At $35.95 per person, this tour is priced to feel fair for what you get. The biggest value is that the ticket includes admission to Teatro del Giglio and the Puccini Museum. Without those inclusions, you’d likely pay extra just to get into the most important interiors.
You also get a guided walking route through multiple key sites, so you’re not just buying entry fees—you’re buying interpretation. The guide ties each place to a composer, a performance tradition, or a specific musical role, which makes your time in Lucca more efficient.
The duration is listed as 2 hours to 2 hours 30 minutes, and you’ll likely feel like you’ve covered a lot of ground without doing “all-day sightseeing.” Still, allow some flexibility. A short comment you should keep in mind: the tour can run longer than expected, so avoid stacking it too tightly with your next reservation.
Logistics that actually matter on a walking tour
This is a mobile-ticket tour, and it’s offered in English. You’ll also see that it’s bilingual in Italian and English, so the core info should be delivered clearly.
The group maximum is 25, which helps keep the walk from turning into a crowded shuffle. On some days it may be much smaller, which usually makes the Q&A feel easier and the route feel calmer.
The meeting point is precise: Teatro del Giglio ticket office at 10:45 for a 11:00 start. If you arrive late, you may slow down the group or miss the lead-in. Plan a little buffer so your only stress is picking where to stand for photos.
And yes, you’ll be walking. The route includes narrow medieval streets and several stops spread across the old center. Wear shoes you trust.
Who should book this Lucca music walk
You’ll enjoy this tour most if you want culture with a soundtrack. It’s ideal for music fans who like learning through place—where a composer lived, where concerts happened, and how buildings shaped performance.
It also works for history lovers who get tired of pure dates. Instead of “then this happened,” you’ll hear how music roles formed over time: organists across generations, conservatory leadership, and performers tied to local power.
If you’re traveling with someone who only half-cares about classical music, this still has enough variety: you get modern concert history at Piazza Napoleone plus the Roman-to-jazz connection at Piazza dell’Anfiteatro.
The only time I’d hesitate is if you want a purely architectural tour. This one uses buildings to explain music, not the other way around.
Should you book it?
Yes—if Lucca is on your list, I’d book this. The price feels anchored to real admissions (Teatro del Giglio and the Puccini Museum), and the route gives you a meaningful way to remember the city. The tour’s strongest skill is connecting names to places, then using music excerpts to make those connections stick.

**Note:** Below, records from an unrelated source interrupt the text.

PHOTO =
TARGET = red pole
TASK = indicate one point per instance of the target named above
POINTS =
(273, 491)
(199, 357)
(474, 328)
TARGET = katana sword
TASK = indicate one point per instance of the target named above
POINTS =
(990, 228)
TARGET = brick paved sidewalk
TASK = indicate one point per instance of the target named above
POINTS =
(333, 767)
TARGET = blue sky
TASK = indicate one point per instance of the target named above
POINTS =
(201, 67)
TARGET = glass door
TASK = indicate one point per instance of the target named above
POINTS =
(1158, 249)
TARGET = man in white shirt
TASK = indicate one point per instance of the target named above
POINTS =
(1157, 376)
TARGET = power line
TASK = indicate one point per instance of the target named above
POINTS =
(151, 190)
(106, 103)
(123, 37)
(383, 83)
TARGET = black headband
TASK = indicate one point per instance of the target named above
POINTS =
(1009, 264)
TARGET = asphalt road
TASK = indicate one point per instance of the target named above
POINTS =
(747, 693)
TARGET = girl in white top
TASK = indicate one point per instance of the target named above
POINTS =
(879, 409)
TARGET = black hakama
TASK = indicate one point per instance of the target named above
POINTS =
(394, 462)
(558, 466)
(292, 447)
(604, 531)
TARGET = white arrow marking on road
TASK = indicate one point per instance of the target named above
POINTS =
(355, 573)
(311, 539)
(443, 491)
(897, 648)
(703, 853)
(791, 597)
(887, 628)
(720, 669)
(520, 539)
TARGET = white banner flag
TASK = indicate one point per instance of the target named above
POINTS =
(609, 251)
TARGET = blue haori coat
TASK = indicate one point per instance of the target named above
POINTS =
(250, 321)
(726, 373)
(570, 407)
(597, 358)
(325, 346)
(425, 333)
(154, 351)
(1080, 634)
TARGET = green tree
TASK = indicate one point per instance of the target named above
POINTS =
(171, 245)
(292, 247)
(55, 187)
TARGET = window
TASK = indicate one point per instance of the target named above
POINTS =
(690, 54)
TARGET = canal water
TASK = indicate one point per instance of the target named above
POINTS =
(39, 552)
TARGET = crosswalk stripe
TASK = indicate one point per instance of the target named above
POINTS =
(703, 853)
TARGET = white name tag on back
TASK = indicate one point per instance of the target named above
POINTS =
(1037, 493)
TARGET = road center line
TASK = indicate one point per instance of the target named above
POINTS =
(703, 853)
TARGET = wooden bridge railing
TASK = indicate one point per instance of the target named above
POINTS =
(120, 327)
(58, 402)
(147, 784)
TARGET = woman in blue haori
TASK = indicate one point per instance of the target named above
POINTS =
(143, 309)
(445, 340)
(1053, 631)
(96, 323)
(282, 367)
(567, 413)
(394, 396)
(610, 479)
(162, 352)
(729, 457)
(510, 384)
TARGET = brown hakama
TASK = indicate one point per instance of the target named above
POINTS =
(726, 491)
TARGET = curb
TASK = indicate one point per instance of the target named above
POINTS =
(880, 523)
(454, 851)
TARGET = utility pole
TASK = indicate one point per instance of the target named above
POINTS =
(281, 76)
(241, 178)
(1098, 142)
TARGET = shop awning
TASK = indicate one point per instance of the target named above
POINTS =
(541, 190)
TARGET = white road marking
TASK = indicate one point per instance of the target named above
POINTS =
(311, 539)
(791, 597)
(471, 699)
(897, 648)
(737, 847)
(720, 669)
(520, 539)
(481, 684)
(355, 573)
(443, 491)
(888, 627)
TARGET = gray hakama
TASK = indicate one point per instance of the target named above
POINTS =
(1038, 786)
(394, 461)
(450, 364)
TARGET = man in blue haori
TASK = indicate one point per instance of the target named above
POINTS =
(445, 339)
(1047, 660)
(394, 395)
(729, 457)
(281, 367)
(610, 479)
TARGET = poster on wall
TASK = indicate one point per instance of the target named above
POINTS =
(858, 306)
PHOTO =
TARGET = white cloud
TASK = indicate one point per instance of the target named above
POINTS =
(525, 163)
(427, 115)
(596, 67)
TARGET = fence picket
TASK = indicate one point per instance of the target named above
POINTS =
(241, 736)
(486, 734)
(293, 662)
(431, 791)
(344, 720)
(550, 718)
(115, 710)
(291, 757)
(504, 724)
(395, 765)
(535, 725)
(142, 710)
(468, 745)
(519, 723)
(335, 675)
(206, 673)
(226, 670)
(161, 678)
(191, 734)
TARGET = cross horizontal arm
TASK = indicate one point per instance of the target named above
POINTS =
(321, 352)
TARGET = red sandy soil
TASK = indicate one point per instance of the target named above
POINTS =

If you have tight timing, just give it a little extra slack since the walk may run a touch longer than the minimum estimate. And if you’re choosing between several Lucca activities, pick this one when you want your visit to come with sound, not just sight.
FAQ
How long is the Lucca music tour?
It lasts about 2 hours to 2 hours 30 minutes.
Is the tour offered in English?
Yes. It’s offered in English, and it’s described as bilingual in Italian and English.
What’s included in the ticket price?
Admission is included for the Teatro del Giglio stop and for the Puccini Museum visit. Other stops are described as not included or free depending on the location.
Where do I meet the guide?
Meet at the Teatro del Giglio ticket office at Piazza del Giglio, 13/15. The meeting time is 10:45 am, with the tour starting at 11:00 am.
Is there an admission fee for Piazza dell’Anfiteatro?
No. The visit to Piazza dell’Anfiteatro is listed as free.
What is the maximum group size?
The tour has a maximum of 25 travelers.
Is a mobile ticket accepted?
Yes, the tour uses a mobile ticket.
Can I cancel for free?
Free cancellation is available. You can cancel up to 24 hours in advance for a full refund.